The partnership news did not arrive in a vacuum. Nvidia’s quarter itself was a blowout: $96.2 billion in revenue (up 106% year over year), $89 billion of it from data centers, and guidance of $108 billion for the next quarter. The company has now committed $279 billion to secure supply and manufacturing capacity for current and future data-center projects — up from $119 billion just last quarter — including $92 billion in projected spending for the rest of the fiscal year and $87 billion more in fiscal 2028.
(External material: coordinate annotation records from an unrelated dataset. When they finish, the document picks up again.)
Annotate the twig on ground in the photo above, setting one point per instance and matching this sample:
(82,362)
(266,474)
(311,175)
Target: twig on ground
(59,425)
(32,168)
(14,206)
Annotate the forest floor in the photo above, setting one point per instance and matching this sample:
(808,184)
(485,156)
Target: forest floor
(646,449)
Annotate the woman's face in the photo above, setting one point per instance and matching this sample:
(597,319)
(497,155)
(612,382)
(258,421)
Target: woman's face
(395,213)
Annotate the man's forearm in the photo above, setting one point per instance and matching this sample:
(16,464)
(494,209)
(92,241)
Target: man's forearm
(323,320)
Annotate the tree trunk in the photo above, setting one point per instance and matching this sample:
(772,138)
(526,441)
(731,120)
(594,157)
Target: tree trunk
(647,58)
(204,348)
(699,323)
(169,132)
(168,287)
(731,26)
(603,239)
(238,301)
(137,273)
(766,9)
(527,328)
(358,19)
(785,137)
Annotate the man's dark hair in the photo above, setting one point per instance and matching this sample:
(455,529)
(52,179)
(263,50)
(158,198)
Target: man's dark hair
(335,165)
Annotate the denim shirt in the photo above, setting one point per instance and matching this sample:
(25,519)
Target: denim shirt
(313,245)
“AI is now doing productive and useful work,” Huang said on the call. “AI is generating profitable tokens… If we had more compute, we could generate more profitable tokens, which results in more profit for all of the services. This is the exact phase where we’re at, which is the reason why everybody’s leaning in.”

The AWS deal is the concrete expression of that thesis: when the largest cloud provider triples a million-GPU order after five months because “demand has exceeded those expectations,” the infrastructure buildout is no longer speculative — it is backlog.

The open question investors will keep pressing is whether compute reliably converts into profit across the industry, not just for Nvidia. For now, the two companies that have benefited most from the AI buildout just locked in another two years of it together.